Thursday, February 2, 2012

What Nonsense!

What a week on the Bachelor!  Just when you think some girl is as good as gone, he shoves his tongue into another girl's face and then sends her to the limo of doom.

First off, why did I have to watch someone cry for over 15 minutes?  Show Ben looking sad, show Elyse whimpering, show Ben walking on the beach, show Elyse sobbing, show Ben wading in the water, show Elyse crying, show Ben's sweaty hair glued to his face, show Elyse bawling...etc, etc...  I can think of more words for 'crying' but in the interest of time, we get it...she was sad!  Who wouldn't be sad?  Living in a mansion in Costa Rica with free food and an excess of booze.  Who cares about Ben, bring on the sweaty drama!  There must have been a combined 35-40 minutes of women crying on this episode.  The good part is, there will only be more!

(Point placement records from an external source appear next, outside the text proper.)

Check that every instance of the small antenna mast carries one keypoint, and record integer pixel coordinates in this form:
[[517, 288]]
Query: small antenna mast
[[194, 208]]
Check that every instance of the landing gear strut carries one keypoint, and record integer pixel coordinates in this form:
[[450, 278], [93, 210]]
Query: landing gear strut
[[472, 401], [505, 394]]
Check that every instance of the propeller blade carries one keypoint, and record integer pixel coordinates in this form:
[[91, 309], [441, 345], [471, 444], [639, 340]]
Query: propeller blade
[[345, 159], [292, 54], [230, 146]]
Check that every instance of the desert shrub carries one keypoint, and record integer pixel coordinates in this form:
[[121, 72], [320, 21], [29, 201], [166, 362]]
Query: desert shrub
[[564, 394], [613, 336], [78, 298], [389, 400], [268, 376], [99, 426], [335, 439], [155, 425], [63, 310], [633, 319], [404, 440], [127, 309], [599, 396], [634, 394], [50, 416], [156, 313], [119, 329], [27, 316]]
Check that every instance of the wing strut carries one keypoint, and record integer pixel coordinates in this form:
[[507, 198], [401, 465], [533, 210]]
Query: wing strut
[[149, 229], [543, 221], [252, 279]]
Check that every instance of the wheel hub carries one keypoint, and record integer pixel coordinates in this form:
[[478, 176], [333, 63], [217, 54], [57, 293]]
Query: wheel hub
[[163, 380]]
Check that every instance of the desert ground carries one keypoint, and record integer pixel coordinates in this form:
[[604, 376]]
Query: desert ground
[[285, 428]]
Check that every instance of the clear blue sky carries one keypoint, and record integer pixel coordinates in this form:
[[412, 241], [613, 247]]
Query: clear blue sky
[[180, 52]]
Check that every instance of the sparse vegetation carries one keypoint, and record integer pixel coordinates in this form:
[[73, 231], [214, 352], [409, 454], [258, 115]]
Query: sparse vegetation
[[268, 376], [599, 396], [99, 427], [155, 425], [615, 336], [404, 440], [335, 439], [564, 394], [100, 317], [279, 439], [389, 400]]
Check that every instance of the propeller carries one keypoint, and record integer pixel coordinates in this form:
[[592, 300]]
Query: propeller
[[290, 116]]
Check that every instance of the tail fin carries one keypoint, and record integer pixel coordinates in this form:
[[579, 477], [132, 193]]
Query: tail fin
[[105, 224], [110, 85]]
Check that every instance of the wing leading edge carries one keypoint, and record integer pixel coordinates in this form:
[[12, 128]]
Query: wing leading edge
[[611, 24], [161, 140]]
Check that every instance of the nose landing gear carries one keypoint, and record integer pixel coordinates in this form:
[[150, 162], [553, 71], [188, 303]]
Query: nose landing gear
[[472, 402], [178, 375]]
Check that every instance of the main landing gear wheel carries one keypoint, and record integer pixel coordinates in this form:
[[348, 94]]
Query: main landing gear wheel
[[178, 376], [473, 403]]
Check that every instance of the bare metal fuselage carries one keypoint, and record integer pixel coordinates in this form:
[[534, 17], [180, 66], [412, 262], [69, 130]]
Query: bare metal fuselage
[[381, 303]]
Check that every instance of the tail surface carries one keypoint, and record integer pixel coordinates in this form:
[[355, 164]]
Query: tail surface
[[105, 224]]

When it comes to Courtney, I have a lot to say.  Not just to crush Cait's hopes and dreams, but more to expose her inner ugly.  And outer ugly for that matter.  I'm tired of her unibrow.  I'll say it!  She should know how to pluck her eyebrows and keep her face from blinding me with that shine.  Yes, my eyes are sensitive to the light...but still!  Damn she is shiny.  Looking into her eyes is like searching in an empty vessel...nothing to see here!  Whoever is feeding her lines is doing wonders because it actually APPEARS like she has a "personality".  Who knew!  And how many times did she have to awkwardly say 'nightcap' before Ben would get the hint and ask her to show him her tits already.  At this point, he might be gay.  I've seen gay guys kiss girls, you ain't fooling anyone!  It was sweet how Courtney mentioned over and over again how amazing it was to be "all alone" with Ben on the beach naked and loving it.  I mean, don't worry about the collection of cameramen, mike guys, directors on set.  You're still all alone Courtney.  It's so romantic.

Ok so I also despise some of the other girls, aren't I sweet and balanced?  Blakely looks like a drag queen.  Emily is showing her inner-satan a little too early.  Kacie B and Nikki decided to wear their most hideous dresses tonight since they already had roses and he couldn't send them home for their unquestionably awful fashion sense.

Phew, all this shit-talking is working up an appetite.  In conclusion, let's be real folks:  Kacie B and Courtney are the 2 front runners (Sorry Libs...no just kidding I'm not).  But Kacie B is the wife and Courtney is the mistress.  In the end, Ben F will show what kind of a dog he is.  One with class?  Or one chlamydia?